To complete the presentation of available R packages, it is worth mentioning venneuler and eulerr that facilitate drawing not only Venn but also Euler diagrams. While the Venn diagrams always have \(2^k\) intersections, Euler diagrams are not bounded to this restriction and can draw sets completely outside of each other (if there is no intersection between them). Euler diagrams are not suitable for QCA research, but one of their interesting features is to allow for proportional area drawing (larger sets or larger intersections appearing larger in the plot).

venn(2, ilabels = TRUE)
A simple Venn diagram with two sets

Figure 11.8: A simple Venn diagram with two sets

The complete syntax for the function venn() is presented below:

venn(x, snames = "", ilabels = FALSE, ellipse = FALSE, zcolor = "bw",
     opacity = 0.3, plotsize = 15, ilcs = 0.6, sncs = 0.85, borders = TRUE,
     box = TRUE, par = TRUE, ggplot = FALSE, ...)

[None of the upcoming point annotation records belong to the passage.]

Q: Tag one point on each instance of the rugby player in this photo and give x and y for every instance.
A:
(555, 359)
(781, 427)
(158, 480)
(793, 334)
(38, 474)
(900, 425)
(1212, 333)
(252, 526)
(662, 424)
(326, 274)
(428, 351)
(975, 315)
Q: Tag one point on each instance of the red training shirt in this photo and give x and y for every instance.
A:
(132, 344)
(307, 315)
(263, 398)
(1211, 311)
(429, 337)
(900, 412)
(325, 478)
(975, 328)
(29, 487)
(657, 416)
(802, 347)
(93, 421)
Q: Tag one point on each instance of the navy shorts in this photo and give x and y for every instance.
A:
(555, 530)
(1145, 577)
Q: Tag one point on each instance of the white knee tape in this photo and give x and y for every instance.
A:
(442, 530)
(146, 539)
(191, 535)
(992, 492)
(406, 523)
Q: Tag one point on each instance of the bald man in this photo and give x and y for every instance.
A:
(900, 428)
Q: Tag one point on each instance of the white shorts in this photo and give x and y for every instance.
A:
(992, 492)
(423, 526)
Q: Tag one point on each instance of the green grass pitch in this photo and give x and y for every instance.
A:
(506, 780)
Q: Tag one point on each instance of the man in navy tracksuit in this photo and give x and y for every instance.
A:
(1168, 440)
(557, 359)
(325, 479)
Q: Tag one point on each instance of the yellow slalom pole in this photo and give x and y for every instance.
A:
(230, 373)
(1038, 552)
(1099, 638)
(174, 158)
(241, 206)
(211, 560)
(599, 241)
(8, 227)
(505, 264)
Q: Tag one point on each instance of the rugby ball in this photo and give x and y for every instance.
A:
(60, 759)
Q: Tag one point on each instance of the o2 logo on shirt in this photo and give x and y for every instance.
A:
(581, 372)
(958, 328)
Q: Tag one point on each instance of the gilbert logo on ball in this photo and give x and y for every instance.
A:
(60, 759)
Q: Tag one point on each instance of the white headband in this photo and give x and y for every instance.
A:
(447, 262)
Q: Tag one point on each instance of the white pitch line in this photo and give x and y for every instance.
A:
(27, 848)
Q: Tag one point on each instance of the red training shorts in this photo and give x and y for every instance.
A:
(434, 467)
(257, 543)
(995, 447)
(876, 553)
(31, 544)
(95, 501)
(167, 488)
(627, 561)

There are a number of arguments to describe, one of them being already used above. ilabels stands for intersection labels, and adds a unique number to each intersection, for instance 12 means the intersection between the first and the second sets, number 1 means what is unique to the first set and number 0 means what is outside all sets. When a four set diagram is going to be drawn, the intersection of all four sets will have the number 1234.

Unlike the previous approaches to draw Venn diagrams using complicated mathematical approximations to draw (proportional) intersections between sets, the package venn employs a static approach. All intersections between all combinations of up to 7 sets are pre calculated and available with the package as a dataset containing x and y coordinates for each point that define a particular shape. This makes the drawing extremely fast, with the added advantage the predefined shapes maximize the area of each intersection to the largest extent possible.

The first argument x can be many things, but most importantly (and similar to the sibling package QCA) it can be a SOP - sum of products - expression, where intersections (conjunctions) are indicated with an asterisk “*” sign, while unions (disjunctions) are indicated with a plus “+” sign. For this reason, it should be combined with the argument snames to determine the total number of sets (and their order) to be drawn in the diagram.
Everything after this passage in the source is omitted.